Personal information
- Born: January 9, 1963 (age 63) Champaign, Illinois, U.S.
- Listed height: 6 ft 2 in (1.88 m)
- Listed weight: 216 lb (98 kg)

Career information
- High school: Spring Woods (TX)
- College: Texas
- NFL draft: 1986: 12th round, 307th overall pick

Career history
- Dallas Cowboys (1986–1987); Buffalo Bills (1988)*;
- * Offseason or practice squad member only

Awards and highlights
- Second-team All-SWC (1985);

Career NFL statistics
- Games played: 3
- Stats at Pro Football Reference

= Chris Duliban =

American football player (born 1963)

Christopher E. Duliban (born January 9, 1963) is an American former professional football player who was a linebacker for the Dallas Cowboys of the National Football League (NFL). He played college football for the Texas Longhorns.

==Early life==
Duliban attended Spring Woods High School, where he was a two-way player at running back and linebacker. He received All-district honors at linebacker as a junior.

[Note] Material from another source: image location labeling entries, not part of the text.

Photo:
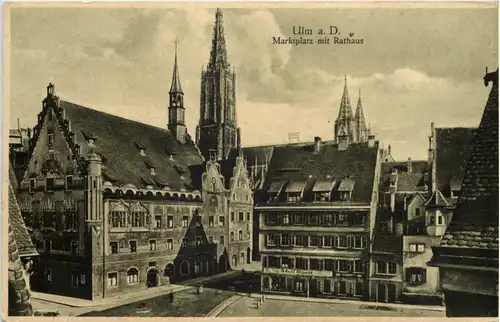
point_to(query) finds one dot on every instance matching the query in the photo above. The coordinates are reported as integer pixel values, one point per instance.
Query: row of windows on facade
(296, 197)
(52, 183)
(324, 287)
(57, 221)
(132, 244)
(315, 219)
(315, 241)
(315, 264)
(120, 219)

He received All-district honors at running back as a senior.

He accepted a football scholarship from the University of Texas at Austin. He began his college career as a backup linebacker, playing mainly on special teams. As a sophomore, he led the team in special teams tackles, including 2 blocked kicks and one punt return for 19 yards, helping them to win the Southwest Conference Championship, reach No. 2 in the rankings and play in the 1984 Cotton Bowl Classic. He had another blocked kick as a junior and helped the team to the 1984 Freedom Bowl.

As a senior, he became a starter at outside linebacker, finishing with 98 tackles (third on the team), 10 sacks (second on the team), 7 passes defensed and one interception and he helped the team get into the 1985 Bluebonnet Bowl.

==Professional career==
===Dallas Cowboys===
Dulliban was selected in the 12th round (307th overall) of the 1986 NFL draft by the Dallas Cowboys. On September 1, he was placed on the injured reserve list with a shoulder injury.

After the NFLPA strike was declared on the third week of the 1987 season, those contests were canceled (reducing the 16-game season to 15) and the NFL decided that the games would be played with replacement players. He crossed the picket line off the injured reserve to be a part of the Dallas replacement team that was given the mock name "Rhinestone Cowboys" by the media. He started 3 games at outside linebacker. He had 2 sacks against the New York Jets earning the defensive player of the week award. On October 27, he was placed on the injured reserve list. He was cut on November 3.

===Buffalo Bills===
On March 16, 1988, he was signed as a free agent by the Buffalo Bills. He was released on August 16.

He also spent some time with the St. Louis Cardinals and the Saskatchewan Roughriders.

==Coaching career==
After some time in business and real estate, he became the head coach for Hyde Park Baptist High School in 1996. Over the next twelve seasons, he reached the playoffs nine times (four semi-finals and nine quarter-finals).

In 1999, he was also the defensive coordinator for the Texas Terminators of the Indoor Professional Football League and took them to the Championship game. In 2001, he was named the head coach of the Austin Rockers in the National Indoor Football League.

In 2007, he became the head coach for the CenTex Barracudas of the Intense Football League where he coached for 2 years, amassing a 10–18 record. In 2008 he led the team to their first and only playoff win before the league went defunct. In 2009, he was named the head coach for the inaugural season of the Austin Turfcats in the Southern Indoor Football League. The team went 10–3 in their first year, finishing in 2nd during the regular season and advancing to the League Championship President's Cup Game, which they lost to Louisiana. In their 2nd season, they went 2–12, failed to make the playoffs and then folded at the end of the season.

He left coaching in 2010 and went into financial management.